部屋は薄暗かった。こんな時間に社長室に来るのは初めてだった。
明かりはデスク横にあるフロアースタンドだけ。いつもこんな風なのだろうかと疑問が湧く。

それがスポットライトのように西園寺オーナーを照らしていた。彼はデスクに肘を付き、組んだ手の上に顎を載せていたが、表情までは分からなかった。

「こっちに来い」

その体制のまま彼が言った。有無も言わさない声だった。
なるべく早く要件を済ませたい私は足早にデスクに近付き……ハッと息を飲んだ。

オレン色の灯りが西園寺オーナーの顔に深い陰影を作っていたからだ。
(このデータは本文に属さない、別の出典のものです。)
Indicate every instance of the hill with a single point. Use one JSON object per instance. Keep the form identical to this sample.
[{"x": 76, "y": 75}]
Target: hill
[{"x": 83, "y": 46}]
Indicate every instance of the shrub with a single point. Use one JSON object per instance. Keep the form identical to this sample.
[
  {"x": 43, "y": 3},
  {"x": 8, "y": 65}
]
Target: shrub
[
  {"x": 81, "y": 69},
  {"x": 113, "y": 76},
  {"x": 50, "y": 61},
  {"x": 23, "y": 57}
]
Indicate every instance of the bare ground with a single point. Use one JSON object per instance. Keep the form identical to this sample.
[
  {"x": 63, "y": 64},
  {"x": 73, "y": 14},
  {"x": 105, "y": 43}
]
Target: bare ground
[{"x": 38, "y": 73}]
その顔は怖いぐらいに精悍だったが、それ以上に悲哀の色が濃く漂っているように感じた。

「ご用はなんでしょう?」

デスクを挟み、見下ろすような形で向かい合うと、より彼の顔がハッキリ見えた。

「――お疲れですか?」

そこに疲労の色も混じっていた。
西園寺オーナーがフッと自嘲気味な笑みを浮かべた。

「お前は何でもお見通しという訳か」

呟くような声に――今の貴方を見れば誰だって分かると思いますと思ったが、それを言って余計なお世話だと要らぬ叱責を受けるのは不本意なので黙ってままでいた。

何も答えない私を西園寺オーナーは一瞥すると、「明日、夏乃たち家族とディナーを共にする」と報告めいた言葉を告げる。

「はぁ」

どう答えて良いのか分からず、取り敢えず相槌を打つと、「それで、お前を恋人として連れて行くことにした」と彼は言った。